Astorg Partners finance l’acquisition de Kerneos sur le marché obligataire

Le fabricant de matériaux a levé 350 millions d’euros de dette high yield pour financer son LBO, qui le valorise 600 millions d’euros
Amélie Laurin

Astorg Partners change ses habitudes en finançant, via le marché obligataire, son LBO sur Kerneos.
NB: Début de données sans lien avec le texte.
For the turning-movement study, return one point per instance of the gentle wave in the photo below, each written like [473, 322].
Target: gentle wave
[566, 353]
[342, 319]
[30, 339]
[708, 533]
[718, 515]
Bouclée jeudi soir, «l’émission a été sursouscrite plus de dix fois», déclare Stéphane Epin, directeur chez Astorg, «d’autant plus satisfait que c’est la première fois qu’une participation d’Astorg émet sur le marché et que le recours au bond pour un financement primaire (et non un refinancement) d’acquisition reste rare». L’an dernier, Bain avait utilisé cette technique pour la reprise de Maisons du Monde.

Jusqu’à présent, Kerneos était une filiale du fabricant de matériaux Materis, propriété de Wendel. Le LBO d’Astorg, qui devrait être bouclé vers fin mars, valorise le leader mondial des aluminates de calcium 600 millions d’euros, avec plus de 350 millions d’equity et 242 millions de dette existante selon Standard & Poor’s.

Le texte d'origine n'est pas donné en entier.